When Amanda entered the kitchen she found her mother and the visitor cutting carpet rags. Old clothes were falling under the snip of the shears into a peach basket, ready to be sewn together, wound into balls and woven into rag carpet by the local carpet weaver on his hand loom.

“Hello,” said the girl as she laid a few books on the kitchen table.

“Books again,” sniffed Aunt Rebecca. “I wonder now how much money gets spent for books that ain’t necessary.”

“Oh, lots of it,” answered the girl cheerfully.

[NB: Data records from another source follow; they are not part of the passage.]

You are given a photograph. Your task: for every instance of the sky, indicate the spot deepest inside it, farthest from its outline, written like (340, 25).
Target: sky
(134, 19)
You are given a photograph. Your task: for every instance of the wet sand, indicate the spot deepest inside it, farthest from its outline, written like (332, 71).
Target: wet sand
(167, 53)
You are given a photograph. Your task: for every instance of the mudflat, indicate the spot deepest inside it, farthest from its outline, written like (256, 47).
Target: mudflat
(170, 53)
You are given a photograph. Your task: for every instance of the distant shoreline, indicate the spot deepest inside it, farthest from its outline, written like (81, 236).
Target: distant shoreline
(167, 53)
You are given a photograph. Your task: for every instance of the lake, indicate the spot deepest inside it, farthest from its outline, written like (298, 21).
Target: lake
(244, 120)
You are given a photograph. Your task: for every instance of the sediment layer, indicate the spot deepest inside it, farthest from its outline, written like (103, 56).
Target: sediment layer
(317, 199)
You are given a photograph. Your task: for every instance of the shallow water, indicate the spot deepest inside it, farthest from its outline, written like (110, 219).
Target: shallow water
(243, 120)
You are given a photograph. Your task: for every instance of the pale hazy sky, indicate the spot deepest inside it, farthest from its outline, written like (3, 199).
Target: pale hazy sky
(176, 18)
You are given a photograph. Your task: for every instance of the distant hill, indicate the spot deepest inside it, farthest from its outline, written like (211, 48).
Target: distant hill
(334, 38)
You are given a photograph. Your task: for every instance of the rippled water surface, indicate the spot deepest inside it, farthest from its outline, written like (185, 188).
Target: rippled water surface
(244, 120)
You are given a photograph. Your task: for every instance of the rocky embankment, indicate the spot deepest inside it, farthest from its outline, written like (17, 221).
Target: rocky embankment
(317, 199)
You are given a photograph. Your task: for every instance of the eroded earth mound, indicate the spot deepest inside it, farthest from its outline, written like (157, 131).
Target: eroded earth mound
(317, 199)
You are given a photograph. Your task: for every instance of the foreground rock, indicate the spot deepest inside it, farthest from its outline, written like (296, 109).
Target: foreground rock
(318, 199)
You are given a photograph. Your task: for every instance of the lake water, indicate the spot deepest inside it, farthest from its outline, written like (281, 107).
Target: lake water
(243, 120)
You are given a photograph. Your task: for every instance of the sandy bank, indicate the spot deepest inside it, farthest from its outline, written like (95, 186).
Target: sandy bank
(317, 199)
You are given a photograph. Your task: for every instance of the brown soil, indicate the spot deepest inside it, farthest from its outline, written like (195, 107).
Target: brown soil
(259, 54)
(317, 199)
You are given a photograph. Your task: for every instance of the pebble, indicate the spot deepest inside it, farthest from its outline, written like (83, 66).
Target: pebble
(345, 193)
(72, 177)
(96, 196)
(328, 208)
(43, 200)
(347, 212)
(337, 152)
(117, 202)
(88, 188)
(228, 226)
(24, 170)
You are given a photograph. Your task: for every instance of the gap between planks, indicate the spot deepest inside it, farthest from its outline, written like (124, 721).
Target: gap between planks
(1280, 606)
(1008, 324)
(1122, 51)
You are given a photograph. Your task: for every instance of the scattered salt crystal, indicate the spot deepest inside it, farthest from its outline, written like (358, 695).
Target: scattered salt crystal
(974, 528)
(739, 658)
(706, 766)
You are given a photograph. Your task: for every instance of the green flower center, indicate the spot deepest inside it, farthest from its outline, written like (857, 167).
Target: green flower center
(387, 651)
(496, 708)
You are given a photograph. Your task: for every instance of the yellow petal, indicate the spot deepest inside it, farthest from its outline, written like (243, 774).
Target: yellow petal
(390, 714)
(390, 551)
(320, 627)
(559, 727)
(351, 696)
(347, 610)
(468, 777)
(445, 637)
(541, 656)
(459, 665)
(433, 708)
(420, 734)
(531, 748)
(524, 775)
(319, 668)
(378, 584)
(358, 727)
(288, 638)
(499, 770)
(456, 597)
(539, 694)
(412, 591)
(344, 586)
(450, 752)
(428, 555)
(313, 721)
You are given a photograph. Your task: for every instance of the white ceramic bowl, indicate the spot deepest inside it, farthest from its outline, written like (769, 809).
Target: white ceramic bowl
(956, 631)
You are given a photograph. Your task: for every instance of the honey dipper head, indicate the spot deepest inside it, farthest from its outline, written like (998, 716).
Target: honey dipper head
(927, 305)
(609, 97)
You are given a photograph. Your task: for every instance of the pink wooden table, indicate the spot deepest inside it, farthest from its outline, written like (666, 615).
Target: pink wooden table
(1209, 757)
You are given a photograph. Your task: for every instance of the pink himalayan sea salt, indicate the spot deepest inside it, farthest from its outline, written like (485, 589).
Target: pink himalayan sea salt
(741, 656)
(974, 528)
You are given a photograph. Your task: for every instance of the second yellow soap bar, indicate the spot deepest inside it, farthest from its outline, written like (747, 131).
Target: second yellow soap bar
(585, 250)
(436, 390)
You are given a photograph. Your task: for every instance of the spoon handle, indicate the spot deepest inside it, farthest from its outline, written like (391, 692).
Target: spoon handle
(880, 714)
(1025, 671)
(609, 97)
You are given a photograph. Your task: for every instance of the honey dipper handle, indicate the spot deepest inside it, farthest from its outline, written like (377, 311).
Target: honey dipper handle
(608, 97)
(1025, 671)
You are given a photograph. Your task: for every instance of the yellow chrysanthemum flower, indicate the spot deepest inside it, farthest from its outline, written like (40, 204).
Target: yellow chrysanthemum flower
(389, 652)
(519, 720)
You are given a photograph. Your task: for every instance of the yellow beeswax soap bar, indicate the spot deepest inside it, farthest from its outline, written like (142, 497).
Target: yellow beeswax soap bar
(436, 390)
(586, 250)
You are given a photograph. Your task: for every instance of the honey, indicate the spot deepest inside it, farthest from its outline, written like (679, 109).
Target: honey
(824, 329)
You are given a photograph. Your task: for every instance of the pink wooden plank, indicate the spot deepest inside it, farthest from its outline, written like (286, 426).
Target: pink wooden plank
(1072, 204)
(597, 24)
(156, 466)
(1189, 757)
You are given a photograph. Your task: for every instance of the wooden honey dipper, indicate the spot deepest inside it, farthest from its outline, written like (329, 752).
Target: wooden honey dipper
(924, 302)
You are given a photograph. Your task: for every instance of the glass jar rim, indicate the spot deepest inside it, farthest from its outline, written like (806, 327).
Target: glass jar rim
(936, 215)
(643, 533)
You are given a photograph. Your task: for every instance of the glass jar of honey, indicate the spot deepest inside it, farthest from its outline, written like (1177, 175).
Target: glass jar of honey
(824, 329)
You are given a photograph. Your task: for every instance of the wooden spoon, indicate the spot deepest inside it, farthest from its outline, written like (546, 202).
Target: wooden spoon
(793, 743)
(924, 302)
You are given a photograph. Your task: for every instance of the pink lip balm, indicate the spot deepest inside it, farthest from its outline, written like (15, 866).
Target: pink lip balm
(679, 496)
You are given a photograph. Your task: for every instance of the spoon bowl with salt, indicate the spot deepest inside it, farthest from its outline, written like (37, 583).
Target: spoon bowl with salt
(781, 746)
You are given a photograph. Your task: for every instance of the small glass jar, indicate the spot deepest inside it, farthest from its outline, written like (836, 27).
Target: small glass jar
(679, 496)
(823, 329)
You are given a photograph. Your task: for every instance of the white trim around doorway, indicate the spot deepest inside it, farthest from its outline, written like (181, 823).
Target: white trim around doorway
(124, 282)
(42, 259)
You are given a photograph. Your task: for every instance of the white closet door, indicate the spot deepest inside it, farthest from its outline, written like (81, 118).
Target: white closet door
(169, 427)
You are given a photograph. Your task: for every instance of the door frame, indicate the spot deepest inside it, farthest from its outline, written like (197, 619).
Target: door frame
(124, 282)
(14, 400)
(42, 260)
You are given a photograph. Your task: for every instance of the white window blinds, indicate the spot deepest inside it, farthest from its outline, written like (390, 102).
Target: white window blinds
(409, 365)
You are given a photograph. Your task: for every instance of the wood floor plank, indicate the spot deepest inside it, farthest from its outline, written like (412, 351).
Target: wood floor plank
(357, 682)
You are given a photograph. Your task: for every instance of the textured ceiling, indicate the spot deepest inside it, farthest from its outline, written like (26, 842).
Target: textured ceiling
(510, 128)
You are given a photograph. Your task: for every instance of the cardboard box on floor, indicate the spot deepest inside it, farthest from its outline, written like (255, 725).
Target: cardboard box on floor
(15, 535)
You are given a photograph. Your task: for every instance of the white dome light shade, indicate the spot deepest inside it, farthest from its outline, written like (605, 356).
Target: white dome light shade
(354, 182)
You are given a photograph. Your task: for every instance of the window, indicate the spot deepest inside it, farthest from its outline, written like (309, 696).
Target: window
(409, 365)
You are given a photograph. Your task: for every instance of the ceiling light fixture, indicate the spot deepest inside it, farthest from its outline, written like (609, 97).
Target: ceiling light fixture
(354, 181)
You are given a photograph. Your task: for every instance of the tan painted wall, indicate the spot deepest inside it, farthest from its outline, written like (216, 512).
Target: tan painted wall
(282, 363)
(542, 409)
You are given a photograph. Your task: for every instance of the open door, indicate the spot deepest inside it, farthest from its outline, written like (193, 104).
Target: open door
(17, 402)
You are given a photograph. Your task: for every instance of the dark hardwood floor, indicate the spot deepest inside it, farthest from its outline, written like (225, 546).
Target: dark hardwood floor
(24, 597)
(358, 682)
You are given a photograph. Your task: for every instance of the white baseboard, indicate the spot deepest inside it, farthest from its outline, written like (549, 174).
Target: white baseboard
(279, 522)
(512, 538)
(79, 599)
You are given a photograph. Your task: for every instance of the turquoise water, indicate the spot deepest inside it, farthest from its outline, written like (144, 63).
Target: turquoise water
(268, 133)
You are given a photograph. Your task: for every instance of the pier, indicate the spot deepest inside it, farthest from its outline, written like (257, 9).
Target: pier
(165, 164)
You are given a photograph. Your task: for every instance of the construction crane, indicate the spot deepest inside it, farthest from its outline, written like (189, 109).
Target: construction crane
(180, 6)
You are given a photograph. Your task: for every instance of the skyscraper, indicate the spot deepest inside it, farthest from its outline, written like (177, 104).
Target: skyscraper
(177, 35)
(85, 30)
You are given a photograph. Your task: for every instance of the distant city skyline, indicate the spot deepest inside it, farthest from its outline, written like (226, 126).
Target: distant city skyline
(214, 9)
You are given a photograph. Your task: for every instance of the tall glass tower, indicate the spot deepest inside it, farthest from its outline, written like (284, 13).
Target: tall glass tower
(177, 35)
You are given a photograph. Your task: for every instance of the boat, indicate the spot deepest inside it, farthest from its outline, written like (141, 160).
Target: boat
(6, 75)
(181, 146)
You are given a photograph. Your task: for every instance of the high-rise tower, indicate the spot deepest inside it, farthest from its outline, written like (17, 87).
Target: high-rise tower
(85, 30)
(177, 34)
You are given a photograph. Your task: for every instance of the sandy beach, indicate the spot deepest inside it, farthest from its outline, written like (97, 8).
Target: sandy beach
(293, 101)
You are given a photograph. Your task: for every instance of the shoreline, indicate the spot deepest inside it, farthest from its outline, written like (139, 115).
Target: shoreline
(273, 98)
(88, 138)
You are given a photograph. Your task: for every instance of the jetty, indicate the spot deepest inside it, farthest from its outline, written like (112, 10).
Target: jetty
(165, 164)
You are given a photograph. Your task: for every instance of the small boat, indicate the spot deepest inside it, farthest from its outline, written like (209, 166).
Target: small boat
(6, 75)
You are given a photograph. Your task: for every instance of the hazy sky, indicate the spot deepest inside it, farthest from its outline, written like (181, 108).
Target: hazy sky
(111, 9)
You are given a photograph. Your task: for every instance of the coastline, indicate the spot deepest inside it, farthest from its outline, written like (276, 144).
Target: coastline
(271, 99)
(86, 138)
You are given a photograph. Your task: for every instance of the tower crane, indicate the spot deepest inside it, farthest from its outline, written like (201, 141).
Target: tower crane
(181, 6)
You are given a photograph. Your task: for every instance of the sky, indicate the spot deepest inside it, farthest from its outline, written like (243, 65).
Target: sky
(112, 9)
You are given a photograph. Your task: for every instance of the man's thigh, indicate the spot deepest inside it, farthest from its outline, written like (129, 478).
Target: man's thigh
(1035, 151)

“Umph, did you buy those?”

“Yes, when I went to Millersville.”

“My goodness, what a lot o’ money goes for such things these days! There’s books about everything, somebody told me. There’s even some wrote about the Pennsylvania Dutch and about that there Stiegel glass some folks make such a fuss about. I don’t see nothin’ in that Stiegel glass to make it so dear. Why, I had a little white glass pitcher, crooked it was, too, and nothin’ extra to look at. But along come one of them anteak men, so they call themselves, the men that buy up old things. Anyhow, he offered to give me a dollar for that little pitcher. Ach, I didn’t care much for it, though it was Jonas’s granny’s still. I sold it to that man quick before he’d change his mind and mebbe only give me fifty cents.”

“You sold it?” asked Amanda. “And was it this shape?”

She made a swift, crude sketch of the well-known Stiegel pitcher shape.

“My goodness, you drawed one just like it! It looked like that.”